二维连续体结构的拓扑和材料一体化设计

Integrative Design of Topology and Material of Two-dimensional Continuum Structures

通过基于Wolff法则的连续体拓扑优化方法所获得的连续体结构最优拓扑中的材料往往呈非均匀性.为了实现二维连续体结构的拓扑和材料的一体化设计,在获取结构的最优拓扑后,利用具有周期性微结构的二维网格结构比拟原正交各向异性非均匀连续体结构,使得两者在力学性能上等效,从而实现最优结构的材料设计.数值算例验证了比拟方法的正确性及材料设计的可行性.

An integrative design approach for two-dimensional （2D） continuum structures is introduced. Four steps are contained in the design process. Firstly, the optimal topology of a 2D structure is obtained by using a bionics optimization method,which is based on Wolff＇ s law in bone mechanics, i. e. , the optimization process of the 2D structure is considered as the remodelling process a piece of bone with the same loading conditions and the optimal material distribution of structure is obtained when the ＂bone＂ is in the remodelling equilibrium state.
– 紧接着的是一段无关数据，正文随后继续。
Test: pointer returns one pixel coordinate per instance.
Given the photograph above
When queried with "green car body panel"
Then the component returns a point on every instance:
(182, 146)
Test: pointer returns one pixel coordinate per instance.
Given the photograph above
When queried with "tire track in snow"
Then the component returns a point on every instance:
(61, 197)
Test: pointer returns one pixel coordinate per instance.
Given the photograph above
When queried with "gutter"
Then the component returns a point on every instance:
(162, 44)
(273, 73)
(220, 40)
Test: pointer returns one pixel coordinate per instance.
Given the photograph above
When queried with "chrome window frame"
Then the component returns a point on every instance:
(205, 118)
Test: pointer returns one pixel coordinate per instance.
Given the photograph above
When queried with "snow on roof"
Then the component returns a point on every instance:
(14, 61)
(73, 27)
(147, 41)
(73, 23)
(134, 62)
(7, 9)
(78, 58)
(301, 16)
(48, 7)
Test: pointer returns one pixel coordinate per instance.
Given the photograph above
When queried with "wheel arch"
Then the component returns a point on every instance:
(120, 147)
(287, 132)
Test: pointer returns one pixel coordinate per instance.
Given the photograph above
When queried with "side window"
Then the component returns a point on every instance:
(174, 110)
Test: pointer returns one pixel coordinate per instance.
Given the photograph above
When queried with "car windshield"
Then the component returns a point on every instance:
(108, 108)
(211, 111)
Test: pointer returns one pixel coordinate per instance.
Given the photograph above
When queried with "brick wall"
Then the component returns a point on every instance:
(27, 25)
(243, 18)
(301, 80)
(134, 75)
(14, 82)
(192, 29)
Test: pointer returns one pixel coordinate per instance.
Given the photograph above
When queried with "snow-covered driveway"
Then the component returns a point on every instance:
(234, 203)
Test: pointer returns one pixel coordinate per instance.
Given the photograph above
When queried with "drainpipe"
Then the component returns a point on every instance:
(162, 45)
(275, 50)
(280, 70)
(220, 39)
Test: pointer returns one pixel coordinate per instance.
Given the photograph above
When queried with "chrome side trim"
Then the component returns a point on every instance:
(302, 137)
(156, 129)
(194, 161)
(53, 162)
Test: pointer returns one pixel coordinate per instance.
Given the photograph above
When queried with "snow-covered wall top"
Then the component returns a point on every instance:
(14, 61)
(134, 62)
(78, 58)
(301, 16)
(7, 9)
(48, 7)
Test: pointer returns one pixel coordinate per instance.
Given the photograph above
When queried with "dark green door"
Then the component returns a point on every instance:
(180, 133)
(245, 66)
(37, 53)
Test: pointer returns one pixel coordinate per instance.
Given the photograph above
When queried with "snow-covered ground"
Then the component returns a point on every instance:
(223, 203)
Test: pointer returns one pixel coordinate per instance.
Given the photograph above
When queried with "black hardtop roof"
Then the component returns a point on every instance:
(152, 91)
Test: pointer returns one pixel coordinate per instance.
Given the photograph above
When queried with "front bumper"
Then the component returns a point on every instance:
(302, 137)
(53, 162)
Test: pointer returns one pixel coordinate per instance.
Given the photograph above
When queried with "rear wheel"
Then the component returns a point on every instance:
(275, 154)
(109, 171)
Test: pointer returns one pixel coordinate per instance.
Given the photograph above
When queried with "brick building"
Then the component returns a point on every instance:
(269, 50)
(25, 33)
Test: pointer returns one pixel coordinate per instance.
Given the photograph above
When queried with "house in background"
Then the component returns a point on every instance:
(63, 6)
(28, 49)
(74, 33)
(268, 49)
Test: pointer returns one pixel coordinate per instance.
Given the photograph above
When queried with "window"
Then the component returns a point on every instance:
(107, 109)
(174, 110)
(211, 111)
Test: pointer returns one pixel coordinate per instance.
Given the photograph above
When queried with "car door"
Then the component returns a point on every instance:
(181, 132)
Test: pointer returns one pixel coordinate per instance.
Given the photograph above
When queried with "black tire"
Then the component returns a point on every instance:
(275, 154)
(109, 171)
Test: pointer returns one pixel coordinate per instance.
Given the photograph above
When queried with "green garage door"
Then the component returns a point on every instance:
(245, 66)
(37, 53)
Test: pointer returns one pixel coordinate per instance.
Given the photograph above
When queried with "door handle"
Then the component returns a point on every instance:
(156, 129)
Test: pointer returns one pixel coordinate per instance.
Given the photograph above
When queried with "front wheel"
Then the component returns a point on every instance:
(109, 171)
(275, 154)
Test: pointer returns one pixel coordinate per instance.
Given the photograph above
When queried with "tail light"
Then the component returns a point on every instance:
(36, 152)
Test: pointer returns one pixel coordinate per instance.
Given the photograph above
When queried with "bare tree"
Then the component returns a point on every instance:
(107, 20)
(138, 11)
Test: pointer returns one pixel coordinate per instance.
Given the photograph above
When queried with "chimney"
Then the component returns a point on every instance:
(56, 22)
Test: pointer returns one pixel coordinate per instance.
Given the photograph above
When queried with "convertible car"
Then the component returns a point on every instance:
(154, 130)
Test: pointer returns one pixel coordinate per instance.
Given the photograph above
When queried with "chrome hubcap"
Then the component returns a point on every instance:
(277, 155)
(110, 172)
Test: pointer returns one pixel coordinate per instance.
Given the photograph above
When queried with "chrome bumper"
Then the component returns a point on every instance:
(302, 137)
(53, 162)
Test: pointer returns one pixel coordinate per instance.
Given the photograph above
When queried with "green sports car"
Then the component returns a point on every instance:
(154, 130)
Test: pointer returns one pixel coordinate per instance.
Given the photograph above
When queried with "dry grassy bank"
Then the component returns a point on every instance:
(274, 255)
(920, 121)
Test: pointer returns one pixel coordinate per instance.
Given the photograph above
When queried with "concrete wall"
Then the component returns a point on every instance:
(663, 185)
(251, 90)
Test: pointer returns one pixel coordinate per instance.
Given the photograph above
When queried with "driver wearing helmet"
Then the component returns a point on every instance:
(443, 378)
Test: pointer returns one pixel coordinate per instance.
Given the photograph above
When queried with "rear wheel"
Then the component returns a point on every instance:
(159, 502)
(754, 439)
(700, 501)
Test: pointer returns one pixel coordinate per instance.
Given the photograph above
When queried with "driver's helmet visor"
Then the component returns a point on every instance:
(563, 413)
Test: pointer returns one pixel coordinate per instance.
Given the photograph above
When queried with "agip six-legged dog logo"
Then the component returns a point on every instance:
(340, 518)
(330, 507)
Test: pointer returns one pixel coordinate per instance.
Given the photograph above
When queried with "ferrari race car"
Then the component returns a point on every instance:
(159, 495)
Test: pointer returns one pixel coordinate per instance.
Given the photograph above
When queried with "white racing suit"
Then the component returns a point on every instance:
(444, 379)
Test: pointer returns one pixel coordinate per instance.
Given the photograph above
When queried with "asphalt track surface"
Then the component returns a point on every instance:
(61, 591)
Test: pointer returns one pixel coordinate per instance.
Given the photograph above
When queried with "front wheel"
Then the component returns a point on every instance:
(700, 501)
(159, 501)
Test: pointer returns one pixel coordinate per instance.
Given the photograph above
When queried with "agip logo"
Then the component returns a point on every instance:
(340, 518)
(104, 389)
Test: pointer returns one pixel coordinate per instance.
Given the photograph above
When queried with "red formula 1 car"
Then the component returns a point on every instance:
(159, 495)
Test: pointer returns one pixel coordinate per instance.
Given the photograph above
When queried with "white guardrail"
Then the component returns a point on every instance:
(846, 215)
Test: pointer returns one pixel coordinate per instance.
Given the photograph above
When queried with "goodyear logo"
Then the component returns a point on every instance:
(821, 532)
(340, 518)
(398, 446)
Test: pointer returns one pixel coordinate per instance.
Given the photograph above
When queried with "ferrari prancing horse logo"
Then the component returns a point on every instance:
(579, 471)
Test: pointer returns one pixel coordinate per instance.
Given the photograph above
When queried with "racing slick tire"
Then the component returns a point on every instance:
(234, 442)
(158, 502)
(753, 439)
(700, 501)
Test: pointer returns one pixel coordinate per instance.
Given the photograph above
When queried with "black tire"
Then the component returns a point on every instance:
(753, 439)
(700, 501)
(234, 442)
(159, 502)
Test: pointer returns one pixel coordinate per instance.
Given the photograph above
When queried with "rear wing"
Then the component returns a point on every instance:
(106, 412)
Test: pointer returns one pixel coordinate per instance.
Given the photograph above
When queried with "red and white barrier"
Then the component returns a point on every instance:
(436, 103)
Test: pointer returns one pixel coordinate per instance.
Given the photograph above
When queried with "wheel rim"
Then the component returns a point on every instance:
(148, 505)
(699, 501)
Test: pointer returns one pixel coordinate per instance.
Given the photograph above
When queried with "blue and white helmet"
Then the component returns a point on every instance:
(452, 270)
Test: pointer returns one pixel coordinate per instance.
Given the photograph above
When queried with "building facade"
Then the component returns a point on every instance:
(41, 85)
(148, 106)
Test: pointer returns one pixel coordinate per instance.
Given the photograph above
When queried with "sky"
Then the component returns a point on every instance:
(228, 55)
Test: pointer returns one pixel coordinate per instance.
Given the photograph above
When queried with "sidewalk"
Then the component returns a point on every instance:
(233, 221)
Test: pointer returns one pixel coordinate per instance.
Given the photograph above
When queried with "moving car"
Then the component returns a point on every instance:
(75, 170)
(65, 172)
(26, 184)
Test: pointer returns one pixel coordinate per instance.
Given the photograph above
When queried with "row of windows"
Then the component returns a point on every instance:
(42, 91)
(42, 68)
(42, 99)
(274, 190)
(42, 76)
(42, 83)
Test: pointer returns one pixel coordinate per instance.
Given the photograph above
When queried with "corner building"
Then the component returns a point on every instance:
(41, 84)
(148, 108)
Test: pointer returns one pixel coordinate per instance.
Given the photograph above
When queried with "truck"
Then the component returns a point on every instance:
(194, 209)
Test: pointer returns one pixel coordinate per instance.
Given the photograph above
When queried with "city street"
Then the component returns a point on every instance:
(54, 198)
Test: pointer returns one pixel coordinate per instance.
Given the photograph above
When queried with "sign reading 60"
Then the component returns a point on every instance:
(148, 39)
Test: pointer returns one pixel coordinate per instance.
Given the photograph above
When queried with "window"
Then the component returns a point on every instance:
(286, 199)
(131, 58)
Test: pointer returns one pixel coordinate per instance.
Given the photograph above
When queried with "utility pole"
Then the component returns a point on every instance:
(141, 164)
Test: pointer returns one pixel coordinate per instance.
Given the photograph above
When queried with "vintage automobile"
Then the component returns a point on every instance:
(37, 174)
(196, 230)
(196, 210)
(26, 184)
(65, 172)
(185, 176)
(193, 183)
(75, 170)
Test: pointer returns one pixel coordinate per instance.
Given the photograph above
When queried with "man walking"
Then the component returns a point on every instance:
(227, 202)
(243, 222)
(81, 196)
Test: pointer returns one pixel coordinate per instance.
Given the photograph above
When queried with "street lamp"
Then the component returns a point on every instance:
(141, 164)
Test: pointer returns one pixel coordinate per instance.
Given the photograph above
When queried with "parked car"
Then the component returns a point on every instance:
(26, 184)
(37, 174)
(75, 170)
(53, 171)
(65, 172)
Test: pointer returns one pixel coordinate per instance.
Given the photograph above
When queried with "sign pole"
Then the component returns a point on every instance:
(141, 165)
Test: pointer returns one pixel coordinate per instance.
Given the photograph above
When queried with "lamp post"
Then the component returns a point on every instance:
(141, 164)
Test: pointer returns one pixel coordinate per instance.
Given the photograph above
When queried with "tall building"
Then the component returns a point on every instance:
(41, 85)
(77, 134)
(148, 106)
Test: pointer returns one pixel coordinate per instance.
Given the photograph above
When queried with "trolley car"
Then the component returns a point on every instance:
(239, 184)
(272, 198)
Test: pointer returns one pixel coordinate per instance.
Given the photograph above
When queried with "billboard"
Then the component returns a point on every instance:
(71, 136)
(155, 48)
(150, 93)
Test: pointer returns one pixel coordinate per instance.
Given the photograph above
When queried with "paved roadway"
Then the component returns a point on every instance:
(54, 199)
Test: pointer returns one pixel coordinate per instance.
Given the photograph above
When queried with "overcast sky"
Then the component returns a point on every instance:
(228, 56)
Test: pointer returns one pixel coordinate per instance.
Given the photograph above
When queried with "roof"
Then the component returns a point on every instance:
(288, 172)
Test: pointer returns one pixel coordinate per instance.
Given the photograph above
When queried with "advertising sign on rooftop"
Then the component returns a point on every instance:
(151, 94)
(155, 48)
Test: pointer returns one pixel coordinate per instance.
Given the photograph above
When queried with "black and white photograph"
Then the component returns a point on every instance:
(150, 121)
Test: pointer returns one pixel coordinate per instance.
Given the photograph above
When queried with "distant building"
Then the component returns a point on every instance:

Commonly,the material in the optimal topology of the structure shows heterogeneous, e. g.porous and anisotropic. Therefore,in the second step of the approach, the point is to mesh the whole optimal structure with finite sub-domains. In each sub-domain, the material properties are considered as homogeneous. Thirdly, the material in each sub-domain is substituted for a lattice structure with periodic quadrilateral unit cells. The poles in the unit cell of a lattice structure are determined by the local material elastic properties, i. e. , the lattice structure and the material in the same sub-domain have the same elastic properties. The approach to find the size of the poles in an unit cell is called as pseudo-membrane （PM） method. Firstly, the sub-domains are glued to form a whole structure. To verify the validity of the integrative design approach, a numerical example is given to show the detail design process.